• recriminate •
Pronunciation: ri-kri-mê-nayt • Hear it!Part of Speech: Verb
Meaning: To accuse in return, to make a counteraccusation, retaliatory incrimination.
Notes: This word may be used transitively or intransitively. The intransitive sense is equivalent to the transitive one if the prepositions on or against are used: 'He recriminates on/against them' = 'He recriminates them'. Recrimination is the action noun that follows this verb around, recriminator, the personal noun, and we have a choice of adjectives: recriminatory or recriminative.
In Play: This verb is often used to lay blame on another person for faults that are laid at our feet: "Kay Largo recriminated Dr. Oz for the failure of his diet plan that led to her obesity." Some people do it all the time: "Chris Cross is irresponsible and recriminatory: he blames everybody else for his own failures."

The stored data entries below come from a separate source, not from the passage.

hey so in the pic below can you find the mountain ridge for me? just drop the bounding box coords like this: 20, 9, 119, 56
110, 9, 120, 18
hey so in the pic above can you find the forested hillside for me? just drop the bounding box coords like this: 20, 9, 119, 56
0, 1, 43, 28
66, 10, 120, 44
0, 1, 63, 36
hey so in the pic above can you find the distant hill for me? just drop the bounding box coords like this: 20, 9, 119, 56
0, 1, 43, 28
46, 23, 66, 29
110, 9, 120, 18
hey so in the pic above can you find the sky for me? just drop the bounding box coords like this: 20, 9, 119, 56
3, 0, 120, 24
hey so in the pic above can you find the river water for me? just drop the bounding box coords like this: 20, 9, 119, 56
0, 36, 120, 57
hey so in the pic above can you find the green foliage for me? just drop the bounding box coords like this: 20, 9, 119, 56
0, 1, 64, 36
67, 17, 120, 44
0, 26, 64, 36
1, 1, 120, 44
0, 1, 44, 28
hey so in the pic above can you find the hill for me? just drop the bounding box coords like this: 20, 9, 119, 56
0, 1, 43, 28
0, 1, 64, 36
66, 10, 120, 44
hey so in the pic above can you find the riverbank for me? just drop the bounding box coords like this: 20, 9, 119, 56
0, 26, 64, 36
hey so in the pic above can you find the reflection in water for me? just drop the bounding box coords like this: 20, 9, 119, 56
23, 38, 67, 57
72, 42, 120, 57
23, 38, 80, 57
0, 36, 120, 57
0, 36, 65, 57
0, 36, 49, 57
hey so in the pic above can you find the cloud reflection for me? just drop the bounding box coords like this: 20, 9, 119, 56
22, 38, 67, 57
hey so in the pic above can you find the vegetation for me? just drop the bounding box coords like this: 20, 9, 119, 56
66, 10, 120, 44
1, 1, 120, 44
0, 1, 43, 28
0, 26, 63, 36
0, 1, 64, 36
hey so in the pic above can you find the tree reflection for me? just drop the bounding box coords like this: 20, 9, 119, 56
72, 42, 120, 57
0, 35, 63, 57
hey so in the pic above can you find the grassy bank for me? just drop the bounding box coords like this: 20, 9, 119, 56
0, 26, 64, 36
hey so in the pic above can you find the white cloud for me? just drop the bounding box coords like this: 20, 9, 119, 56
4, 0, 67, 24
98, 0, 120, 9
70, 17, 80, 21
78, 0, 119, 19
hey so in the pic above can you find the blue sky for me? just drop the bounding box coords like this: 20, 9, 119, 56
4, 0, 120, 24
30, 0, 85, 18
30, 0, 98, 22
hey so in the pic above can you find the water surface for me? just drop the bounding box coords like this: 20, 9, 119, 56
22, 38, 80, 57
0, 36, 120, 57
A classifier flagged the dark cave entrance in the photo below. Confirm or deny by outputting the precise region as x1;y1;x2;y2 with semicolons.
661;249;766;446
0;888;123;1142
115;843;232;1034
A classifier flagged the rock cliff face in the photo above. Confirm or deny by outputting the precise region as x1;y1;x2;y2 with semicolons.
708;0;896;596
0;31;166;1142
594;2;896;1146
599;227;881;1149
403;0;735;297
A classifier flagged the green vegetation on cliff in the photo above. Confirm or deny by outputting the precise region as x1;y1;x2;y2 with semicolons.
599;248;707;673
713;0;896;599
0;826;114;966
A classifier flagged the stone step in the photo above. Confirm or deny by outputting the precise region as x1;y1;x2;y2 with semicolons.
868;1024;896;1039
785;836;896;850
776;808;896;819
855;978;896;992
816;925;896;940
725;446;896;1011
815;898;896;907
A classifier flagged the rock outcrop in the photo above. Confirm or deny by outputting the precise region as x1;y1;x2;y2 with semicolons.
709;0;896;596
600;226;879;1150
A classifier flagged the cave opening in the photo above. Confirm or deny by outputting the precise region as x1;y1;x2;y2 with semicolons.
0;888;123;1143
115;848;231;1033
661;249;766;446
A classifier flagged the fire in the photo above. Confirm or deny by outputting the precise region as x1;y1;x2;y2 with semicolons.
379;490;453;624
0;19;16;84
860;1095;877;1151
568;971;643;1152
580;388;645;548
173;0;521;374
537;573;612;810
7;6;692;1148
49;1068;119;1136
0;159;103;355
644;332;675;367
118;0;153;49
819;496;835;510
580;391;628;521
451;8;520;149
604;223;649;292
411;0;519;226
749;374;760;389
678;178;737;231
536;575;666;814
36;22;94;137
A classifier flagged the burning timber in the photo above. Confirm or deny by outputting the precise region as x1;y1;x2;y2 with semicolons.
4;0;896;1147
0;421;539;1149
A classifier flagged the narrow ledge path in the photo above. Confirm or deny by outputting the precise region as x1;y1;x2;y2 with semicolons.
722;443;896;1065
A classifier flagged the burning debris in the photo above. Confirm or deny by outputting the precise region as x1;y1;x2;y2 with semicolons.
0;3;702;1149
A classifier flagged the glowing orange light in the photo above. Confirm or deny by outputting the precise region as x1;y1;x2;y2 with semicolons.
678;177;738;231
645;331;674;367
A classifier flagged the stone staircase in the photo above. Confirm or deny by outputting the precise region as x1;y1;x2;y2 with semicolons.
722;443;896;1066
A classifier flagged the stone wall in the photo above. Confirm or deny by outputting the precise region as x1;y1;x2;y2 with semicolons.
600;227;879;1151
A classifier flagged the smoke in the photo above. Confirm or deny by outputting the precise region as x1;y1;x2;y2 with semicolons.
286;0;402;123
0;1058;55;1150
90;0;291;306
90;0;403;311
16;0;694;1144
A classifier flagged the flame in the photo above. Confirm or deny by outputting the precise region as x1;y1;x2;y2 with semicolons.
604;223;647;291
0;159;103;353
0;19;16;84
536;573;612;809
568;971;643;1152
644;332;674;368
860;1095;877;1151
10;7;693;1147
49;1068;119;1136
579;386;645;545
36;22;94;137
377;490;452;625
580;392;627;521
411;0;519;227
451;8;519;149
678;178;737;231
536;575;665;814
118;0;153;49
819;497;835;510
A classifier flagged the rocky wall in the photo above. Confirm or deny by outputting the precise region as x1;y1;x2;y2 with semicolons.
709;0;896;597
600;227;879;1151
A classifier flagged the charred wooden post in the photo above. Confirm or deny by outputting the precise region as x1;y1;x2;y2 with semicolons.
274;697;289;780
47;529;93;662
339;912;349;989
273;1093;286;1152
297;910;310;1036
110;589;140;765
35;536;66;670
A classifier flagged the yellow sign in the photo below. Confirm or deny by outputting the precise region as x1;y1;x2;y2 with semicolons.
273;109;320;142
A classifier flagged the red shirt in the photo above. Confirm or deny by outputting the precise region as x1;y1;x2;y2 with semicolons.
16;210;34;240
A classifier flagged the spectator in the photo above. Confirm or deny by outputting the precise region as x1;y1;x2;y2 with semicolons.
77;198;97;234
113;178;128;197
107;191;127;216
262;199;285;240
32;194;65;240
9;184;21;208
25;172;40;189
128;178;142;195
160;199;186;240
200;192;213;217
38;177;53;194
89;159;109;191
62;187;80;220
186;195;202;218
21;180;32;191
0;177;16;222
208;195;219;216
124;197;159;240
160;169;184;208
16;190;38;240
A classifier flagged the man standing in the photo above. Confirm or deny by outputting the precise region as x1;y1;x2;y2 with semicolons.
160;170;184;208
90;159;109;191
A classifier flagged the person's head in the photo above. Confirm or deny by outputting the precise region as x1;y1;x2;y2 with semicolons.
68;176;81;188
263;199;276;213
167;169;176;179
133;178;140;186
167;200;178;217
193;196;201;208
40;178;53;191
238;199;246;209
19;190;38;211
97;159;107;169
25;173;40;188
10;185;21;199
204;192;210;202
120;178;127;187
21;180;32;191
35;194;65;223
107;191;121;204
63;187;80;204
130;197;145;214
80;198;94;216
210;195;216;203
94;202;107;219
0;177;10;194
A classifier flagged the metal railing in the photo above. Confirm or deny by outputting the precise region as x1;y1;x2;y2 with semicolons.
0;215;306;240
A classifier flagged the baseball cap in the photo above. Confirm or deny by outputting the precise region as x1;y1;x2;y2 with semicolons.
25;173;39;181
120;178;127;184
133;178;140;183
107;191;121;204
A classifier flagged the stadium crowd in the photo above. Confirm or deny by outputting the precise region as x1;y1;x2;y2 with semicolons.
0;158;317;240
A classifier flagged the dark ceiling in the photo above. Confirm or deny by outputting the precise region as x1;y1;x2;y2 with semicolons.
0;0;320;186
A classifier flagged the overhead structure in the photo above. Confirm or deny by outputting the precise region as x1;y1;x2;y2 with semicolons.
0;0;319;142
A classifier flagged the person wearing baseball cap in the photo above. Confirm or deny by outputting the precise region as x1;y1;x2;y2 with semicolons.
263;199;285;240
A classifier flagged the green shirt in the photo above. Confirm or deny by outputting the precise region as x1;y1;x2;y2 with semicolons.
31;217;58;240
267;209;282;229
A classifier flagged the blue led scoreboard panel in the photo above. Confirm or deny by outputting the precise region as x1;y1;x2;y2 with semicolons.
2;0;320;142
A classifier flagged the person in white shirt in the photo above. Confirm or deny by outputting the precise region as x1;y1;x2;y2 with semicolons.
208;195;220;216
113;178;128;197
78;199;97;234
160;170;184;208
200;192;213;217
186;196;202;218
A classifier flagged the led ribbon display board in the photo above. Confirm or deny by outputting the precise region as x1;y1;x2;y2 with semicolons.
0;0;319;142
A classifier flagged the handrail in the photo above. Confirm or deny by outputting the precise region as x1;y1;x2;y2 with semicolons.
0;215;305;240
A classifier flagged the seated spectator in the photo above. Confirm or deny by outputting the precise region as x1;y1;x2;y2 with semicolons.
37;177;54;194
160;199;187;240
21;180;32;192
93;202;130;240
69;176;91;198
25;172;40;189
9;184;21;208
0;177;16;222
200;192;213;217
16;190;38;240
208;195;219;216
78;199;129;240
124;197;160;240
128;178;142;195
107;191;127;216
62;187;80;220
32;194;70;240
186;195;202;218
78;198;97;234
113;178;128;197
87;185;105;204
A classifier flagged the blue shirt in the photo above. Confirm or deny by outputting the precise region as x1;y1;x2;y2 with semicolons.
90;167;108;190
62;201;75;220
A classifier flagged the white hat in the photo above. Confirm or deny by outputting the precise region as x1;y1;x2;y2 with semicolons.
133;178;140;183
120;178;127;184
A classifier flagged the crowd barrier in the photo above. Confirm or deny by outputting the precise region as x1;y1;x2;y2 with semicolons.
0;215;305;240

Word History: Today's Good Word is based on the past participle, recriminatus, of the Medieval Latin verb recriminari, comprising re- "again, back" + criminare "to accuse", from crimen "accusation, judgment, crime". English borrowed its words crime and criminal from this Latin 'crime' family. The Latin root apparently came from the Proto-Indo-European root krei- "discriminate, distinguish" which, with other suffixes, came to Greek as krisis "judgment, decision", which English borrowed as crisis, and kriterion "standard; tribunal", which English also took as criterion.